Age Alters Integrated Cerebrovascular and Cardiovascular Dynamic Responses to Exercise: Insights from a Systems Modeling Approach

Understanding the dynamic interaction between cardiovascular and cerebrovascular systems during exercise is essential to evaluate the mechanisms supporting brain perfusion. This study examined age- and sex-specific differences in cardiovascular and cerebrovascular kinetics and used systems modeling to assess physiological coupling during moderate intensity exercise. We recruited adults to complete a single session of moderate intensity exercise on a recumbent stepper. Middle cerebral artery blood velocity (MCAv), mean arterial pressure (MAP), heart rate (HR), and end-tidal CO ₂ (P _ET CO ₂ ) were continuously recorded. In 164 participants, the kinetic profiles were analyzed using mono-exponential modeling and functional data analysis. Granger causality within a subject-specific vector autoregression framework evaluated directional influence among physiological signals. Advancing age was associated with an attenuated dynamic response for MCAv, P _ET CO ₂ , and HR while MAP was elevated.
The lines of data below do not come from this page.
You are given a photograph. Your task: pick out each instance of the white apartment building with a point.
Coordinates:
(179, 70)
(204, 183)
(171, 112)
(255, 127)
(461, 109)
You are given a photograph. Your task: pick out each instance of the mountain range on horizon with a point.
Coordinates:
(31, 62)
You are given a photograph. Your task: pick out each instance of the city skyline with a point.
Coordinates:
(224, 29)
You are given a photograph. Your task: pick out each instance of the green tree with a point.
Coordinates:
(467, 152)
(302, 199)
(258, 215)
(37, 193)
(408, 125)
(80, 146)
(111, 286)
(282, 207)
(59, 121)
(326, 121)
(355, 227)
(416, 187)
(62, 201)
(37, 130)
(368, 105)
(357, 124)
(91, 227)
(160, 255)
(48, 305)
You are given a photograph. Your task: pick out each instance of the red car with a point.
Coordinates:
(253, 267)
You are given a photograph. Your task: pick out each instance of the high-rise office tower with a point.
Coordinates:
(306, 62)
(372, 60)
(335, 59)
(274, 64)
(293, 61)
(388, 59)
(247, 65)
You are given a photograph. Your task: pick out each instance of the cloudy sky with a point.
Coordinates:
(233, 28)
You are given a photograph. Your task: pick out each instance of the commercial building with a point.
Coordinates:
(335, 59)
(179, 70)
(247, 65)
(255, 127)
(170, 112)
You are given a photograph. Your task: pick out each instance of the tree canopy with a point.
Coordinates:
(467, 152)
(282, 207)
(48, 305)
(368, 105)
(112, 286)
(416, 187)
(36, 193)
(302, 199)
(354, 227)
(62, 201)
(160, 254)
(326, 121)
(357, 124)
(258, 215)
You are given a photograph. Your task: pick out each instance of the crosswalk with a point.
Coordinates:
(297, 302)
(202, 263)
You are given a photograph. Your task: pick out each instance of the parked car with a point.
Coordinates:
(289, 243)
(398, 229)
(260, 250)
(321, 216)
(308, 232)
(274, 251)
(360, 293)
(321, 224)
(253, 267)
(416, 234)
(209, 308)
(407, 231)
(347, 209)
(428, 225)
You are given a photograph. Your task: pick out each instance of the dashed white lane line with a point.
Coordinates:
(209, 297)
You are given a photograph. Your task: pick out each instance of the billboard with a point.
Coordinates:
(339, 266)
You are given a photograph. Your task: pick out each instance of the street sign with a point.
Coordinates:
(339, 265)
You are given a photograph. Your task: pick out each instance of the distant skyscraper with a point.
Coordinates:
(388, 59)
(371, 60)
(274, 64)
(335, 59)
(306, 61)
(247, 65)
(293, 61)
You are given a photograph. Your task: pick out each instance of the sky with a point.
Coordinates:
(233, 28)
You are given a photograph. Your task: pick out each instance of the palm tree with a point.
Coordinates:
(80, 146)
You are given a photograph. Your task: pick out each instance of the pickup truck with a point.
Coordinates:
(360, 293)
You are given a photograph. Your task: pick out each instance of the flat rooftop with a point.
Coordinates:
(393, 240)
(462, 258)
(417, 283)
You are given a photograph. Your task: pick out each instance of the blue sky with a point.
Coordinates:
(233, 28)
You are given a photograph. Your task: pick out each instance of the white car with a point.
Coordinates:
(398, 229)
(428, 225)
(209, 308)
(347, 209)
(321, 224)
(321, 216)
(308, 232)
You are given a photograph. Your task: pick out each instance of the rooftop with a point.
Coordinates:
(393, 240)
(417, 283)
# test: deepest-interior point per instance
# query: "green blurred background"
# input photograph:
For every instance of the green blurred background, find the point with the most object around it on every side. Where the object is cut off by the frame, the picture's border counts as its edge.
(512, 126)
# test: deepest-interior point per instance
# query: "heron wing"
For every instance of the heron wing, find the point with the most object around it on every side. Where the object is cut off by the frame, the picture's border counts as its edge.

Older adults exhibited significantly smaller MCAv amplitude and slower time constants than young and middle-aged groups. While sex did not influence overall MCAv, MAP, or HR kinetics, men had significantly higher P _ET CO ₂ throughout exercise. Granger causality analysis revealed bidirectional coupling among MCAv, HR, MAP, and P _ET CO ₂ . Prior P _ET CO ₂ levels significantly predicted MCAv while MAP had both short- and long-lag predictive effects on MCAv. MCAv also influenced subsequent changes in MAP and P _ET CO ₂ , indicating feedback regulation. P _ET CO ₂ emerged as a dominant driver of MCAv, though systemic interactions reflect an integrated physiological network with multi-component feedback loops. This study advances understanding of cerebrovascular regulation and highlights the utility of systems modeling during exercise.